I’ve sometimes wondered if that’s why a lot of my writing over the years seems to have gone unremarked upon — even ignored — by people in the biz despite the fact that the common lament in Canadian film & TV is that no one writes about Canadian film & TV. But maybe they only want people to write nice things.

But my philosophy is that there are no “good” or “bad” reviews — only honest and dishonest ones. If a reviewer/critic has genuinely considered a work, and offers a thoughtful critique of it, largely untempered by malice or bias, then that’s a good review — even if they didn’t like the work. It at least shows they respected the work enough to think about it. As well, a thoughtful — constructive — critique can be helpful to the artist, either by pointing out flaws in their work or, at the least, pointing out where they failed to communicate their ideas to the audience (if the reviewer didn’t “get “it).

That doesn’t mean an artist should blindly accept the first negative opinion they see. Not at all. Maybe the reviewer just wasn’t the target audience. But sometimes a reviewer can articulate what the artist kind of knew all along but didn’t want to admit to themselves. And if seven out of ten reviewers say, for instance, the pacing is too slow — the creator should think seriously about tightening the pacing for their next work. (One of the things that depressed me most about Canadian film was seeing a filmmaker’s first film, and noting how reviewers might all point to the same flaws in the work — and then ten years later, seeing a later work by the same filmmaker…with all the same flaws, with no indication they had even tried to learn from those initial reviews).

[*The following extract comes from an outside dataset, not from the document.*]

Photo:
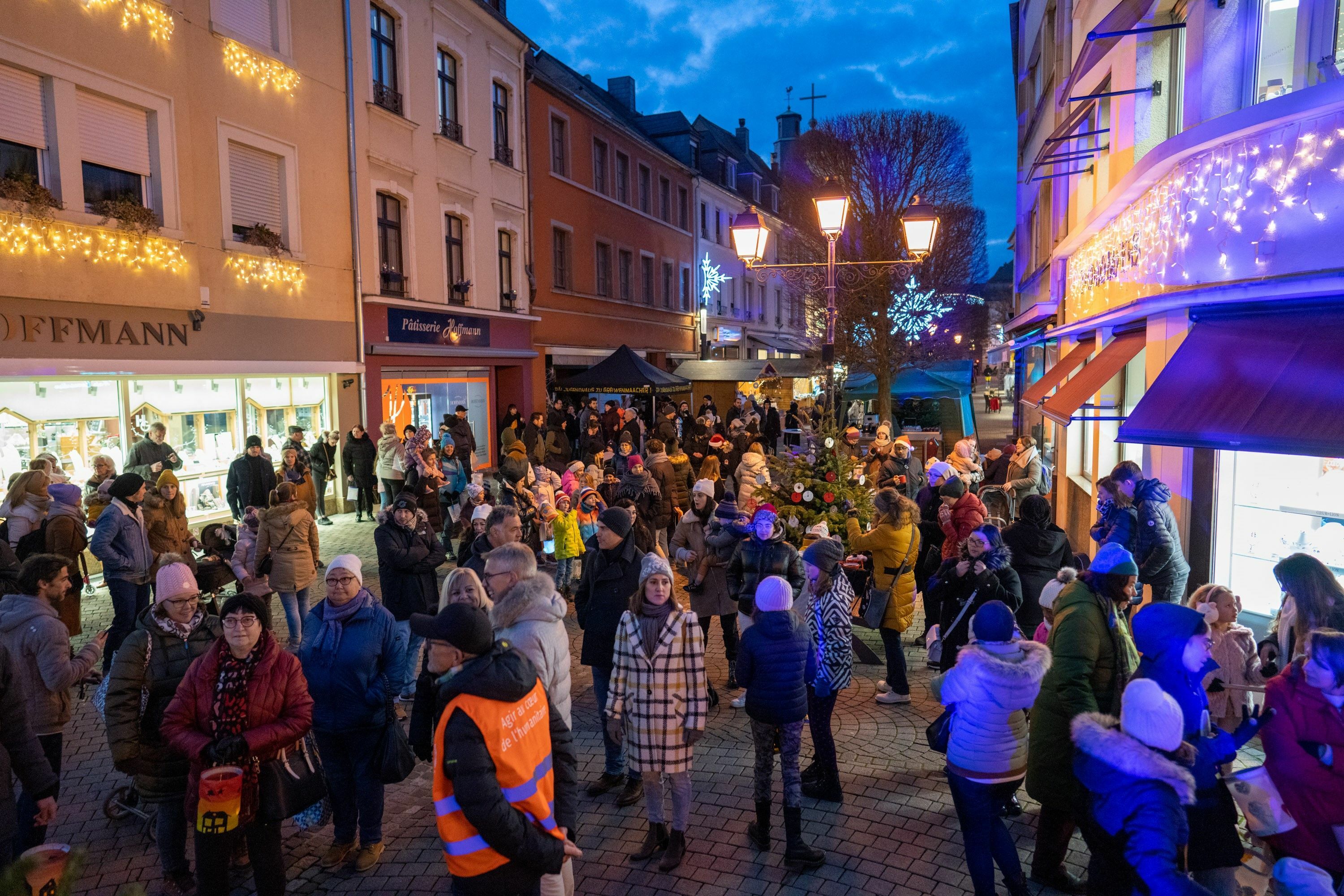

At the writing of this I’ve only sold a handful of copies of my book (it’s a slow process, trying to even get people aware of the book — honestly, I’m amazed it’s sold any copies). With luck, a few reviews will start popping up about the book (either on Amazon, or the internet in general). And, yeah, doubtless some reviews will be negative — and I’ll storm, and sneer, and think those reviewers are idiots! But that’s just human nature. The reality is, as I say, even a bad review is good, if the reviewer is fair and honest. And maybe some won’t “get” what I was trying to do, or will object to my perspective, or philosophy — while others might offer some sage observations I was too willful to acknowledge.

And hey, maybe some will even say they loved every page of it!

But it’s part of a process. Any movie, book, comic — or collection of prose superhero tales — is a building block upon which the next one can be laid. And this gets back to my point about They Stand on Guard!

Part of the impetus for my writing this book was because of my long standing frustration with the lack of this kind of Canadian popular entertainment (and Canada’s history of well-intentioned, but generally ill-fated and short-lived superhero comics).

My book spans close to a decade and almost every province and territory, and it tries to imagine what it might have been like if there had been a major Canadian comic book publisher — if I had grown up with such a thing populating the comic racks at my local corner store, marrying the escapist adventure of superheroes with Canadian culture and themes. And even if my attempt is flawed, or fails to be the book I hope it is (honest — I think it’s pretty neat!) maybe it will inspire the next generation.

Because blogs like They Stand on Guard! help to show that there are more possibilities out there…

(Just as an aside, I also came upon a reference to my book on another blog: Superhero Novels — this one devoted to specifically writing about prose superhero fiction. So that’s pretty cool, too.)